Stephen E. Weilheit, a computer programmer best known for inventing GIF, the loop animation that has become a global language for conveying humor, sarcasm, and anxiety on social media and instant messaging, died in Cincinnati on March 14. He was 74 years old.
His wife, Kathleen Weilheit, confirmed his death in hospital on Thursday, and said the cause was complications from Covid-19.
In 1987, while working at CompuServe, the nation’s first online service, Mr. Wilhite led a team of engineers that revolutionized how people share videos on the Internet. They called the format they created GIF, short for Graphics Interchange Format, a type of compressed image file with the ease of use that makes it durable.
The allure of technology has expanded from computers to smartphones, giving celebrities and non-famous the ability to share GIFs on platforms like Twitter and Facebook, and eventually create their own episodes. The popular animated GIF inspired the “Dancing Child” in 1996 and popular apps like Giphy.
“I saw the look I wanted in my head and then I started programming,” Mr. Wilhite He told the New York Times in 2013.
That year, Mr. Welheit, who was also a former principal engineer for America Online, received the Lifetime Achievement Award at the Webby Awards.

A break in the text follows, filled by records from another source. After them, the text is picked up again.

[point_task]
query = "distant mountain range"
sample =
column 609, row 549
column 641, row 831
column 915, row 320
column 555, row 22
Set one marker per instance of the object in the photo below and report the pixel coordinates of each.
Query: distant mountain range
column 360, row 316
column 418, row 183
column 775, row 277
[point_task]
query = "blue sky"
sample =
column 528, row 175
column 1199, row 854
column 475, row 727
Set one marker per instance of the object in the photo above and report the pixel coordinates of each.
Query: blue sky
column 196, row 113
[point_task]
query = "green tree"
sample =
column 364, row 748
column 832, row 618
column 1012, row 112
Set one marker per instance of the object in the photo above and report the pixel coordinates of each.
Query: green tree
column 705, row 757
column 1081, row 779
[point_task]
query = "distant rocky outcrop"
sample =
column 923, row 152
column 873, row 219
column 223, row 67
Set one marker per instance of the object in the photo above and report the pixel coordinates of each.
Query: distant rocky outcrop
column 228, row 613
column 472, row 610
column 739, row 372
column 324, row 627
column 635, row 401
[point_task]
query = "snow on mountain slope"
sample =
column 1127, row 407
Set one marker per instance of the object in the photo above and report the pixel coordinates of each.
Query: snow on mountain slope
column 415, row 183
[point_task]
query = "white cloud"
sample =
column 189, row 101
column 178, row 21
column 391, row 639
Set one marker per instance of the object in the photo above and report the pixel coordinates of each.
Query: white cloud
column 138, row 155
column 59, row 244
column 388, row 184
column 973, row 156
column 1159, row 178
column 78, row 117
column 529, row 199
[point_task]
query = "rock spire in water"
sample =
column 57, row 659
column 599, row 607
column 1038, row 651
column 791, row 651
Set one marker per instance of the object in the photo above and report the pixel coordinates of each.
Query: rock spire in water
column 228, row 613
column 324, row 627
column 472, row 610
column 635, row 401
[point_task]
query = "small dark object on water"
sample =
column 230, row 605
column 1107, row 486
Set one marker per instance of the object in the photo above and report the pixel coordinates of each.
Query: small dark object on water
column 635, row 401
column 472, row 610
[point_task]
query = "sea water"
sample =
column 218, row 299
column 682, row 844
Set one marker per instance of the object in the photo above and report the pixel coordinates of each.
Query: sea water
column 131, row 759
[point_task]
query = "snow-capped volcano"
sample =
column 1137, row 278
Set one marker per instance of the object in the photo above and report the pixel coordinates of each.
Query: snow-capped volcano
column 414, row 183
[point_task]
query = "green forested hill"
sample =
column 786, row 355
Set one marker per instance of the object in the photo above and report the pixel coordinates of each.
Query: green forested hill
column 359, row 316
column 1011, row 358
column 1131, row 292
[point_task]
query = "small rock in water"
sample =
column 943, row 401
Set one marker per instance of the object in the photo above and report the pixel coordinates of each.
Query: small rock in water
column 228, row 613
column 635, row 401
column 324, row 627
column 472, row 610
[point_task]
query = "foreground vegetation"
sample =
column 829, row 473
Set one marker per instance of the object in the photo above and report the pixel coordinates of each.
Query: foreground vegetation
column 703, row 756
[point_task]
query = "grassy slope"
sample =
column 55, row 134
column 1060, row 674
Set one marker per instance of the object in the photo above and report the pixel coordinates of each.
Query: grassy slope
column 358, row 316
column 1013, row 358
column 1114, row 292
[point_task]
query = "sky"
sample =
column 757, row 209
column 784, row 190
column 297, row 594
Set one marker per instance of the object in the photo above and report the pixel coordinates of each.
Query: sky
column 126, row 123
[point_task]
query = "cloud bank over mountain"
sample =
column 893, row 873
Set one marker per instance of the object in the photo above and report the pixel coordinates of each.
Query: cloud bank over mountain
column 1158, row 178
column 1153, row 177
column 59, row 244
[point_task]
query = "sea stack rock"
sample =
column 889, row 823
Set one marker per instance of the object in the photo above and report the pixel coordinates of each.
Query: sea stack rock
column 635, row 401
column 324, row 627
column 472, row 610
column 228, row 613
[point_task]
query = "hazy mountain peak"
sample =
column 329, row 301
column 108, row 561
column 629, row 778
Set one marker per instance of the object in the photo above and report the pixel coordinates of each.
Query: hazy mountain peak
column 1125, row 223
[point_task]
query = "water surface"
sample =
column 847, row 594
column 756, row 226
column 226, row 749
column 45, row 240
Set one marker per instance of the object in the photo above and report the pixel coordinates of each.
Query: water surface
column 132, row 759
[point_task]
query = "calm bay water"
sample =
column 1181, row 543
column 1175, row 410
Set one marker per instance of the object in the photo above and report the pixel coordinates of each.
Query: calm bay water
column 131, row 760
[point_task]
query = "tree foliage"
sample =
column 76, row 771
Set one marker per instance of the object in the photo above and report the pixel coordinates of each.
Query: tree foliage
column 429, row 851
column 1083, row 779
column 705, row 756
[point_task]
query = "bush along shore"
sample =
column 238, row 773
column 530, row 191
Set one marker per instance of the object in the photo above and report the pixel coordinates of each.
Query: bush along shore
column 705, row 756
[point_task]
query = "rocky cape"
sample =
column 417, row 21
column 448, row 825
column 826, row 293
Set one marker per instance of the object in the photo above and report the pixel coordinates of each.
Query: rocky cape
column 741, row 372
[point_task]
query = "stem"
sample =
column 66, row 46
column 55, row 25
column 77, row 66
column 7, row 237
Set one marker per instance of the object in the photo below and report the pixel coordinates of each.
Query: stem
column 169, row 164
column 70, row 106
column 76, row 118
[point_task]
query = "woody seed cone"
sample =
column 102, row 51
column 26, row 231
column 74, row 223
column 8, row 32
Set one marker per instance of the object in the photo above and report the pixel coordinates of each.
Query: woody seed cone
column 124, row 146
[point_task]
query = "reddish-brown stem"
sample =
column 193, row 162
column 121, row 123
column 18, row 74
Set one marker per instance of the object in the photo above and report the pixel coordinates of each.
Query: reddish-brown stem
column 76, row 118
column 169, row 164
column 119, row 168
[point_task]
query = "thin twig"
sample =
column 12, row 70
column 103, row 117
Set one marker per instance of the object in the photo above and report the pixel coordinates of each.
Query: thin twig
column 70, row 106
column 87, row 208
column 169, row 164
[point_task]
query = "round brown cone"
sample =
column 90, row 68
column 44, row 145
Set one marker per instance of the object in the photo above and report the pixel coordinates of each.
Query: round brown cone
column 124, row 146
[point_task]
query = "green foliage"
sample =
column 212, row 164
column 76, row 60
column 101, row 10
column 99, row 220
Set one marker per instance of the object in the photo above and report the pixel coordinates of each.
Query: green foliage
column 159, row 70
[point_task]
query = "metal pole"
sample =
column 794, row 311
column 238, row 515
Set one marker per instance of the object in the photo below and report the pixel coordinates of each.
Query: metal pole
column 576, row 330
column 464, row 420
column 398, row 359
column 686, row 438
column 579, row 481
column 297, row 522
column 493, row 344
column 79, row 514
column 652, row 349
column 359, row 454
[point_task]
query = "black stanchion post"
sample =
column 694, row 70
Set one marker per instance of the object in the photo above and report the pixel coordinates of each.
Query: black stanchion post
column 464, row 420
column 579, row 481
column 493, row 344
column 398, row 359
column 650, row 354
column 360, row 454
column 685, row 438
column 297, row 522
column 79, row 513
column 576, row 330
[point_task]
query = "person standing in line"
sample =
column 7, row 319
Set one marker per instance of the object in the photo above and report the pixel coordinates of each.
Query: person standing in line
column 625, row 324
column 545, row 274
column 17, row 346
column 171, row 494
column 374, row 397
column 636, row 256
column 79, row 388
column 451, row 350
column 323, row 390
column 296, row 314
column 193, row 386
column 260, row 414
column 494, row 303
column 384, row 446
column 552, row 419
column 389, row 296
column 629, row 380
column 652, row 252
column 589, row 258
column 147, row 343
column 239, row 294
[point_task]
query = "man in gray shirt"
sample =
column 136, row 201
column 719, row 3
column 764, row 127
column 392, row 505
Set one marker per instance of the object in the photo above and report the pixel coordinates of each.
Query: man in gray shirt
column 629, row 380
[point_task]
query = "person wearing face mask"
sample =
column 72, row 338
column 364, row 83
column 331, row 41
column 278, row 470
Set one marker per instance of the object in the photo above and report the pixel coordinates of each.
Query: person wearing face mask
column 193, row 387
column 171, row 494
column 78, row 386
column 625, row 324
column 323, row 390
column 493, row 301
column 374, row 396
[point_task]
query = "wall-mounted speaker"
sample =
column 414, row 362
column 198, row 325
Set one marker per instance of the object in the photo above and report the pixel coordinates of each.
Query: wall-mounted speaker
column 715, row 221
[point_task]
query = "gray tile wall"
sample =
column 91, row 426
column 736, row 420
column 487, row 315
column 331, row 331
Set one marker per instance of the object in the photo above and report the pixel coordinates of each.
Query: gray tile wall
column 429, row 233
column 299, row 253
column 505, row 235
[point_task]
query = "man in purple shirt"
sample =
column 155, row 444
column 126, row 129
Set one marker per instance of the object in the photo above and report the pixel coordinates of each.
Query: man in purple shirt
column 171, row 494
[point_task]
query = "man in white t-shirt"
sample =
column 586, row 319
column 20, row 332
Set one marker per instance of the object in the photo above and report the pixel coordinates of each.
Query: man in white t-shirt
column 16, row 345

In addition to his wife, among the survivors of Mr. Welheit is his son David Welheit; sons-in-law Rick Groves, Robin Landrum, Renee Bennett, and Rebecca Boise; 11 grandchildren and three great-grandchildren.
In 2012, the Oxford American Dictionaries recognized the GIF as “word of the year. “
While the utility of Mr. Wilhite’s innovation was undisputed, the pronunciation of “GIF” has been a frequent topic of discussion. Is it pronounced with a hard G sound or a soft G?
“The Oxford English Dictionary accepts both areas,” said Mr. Welheit. “They’re wrong. It’s a soft G, pronounced ‘jif’. End of story.”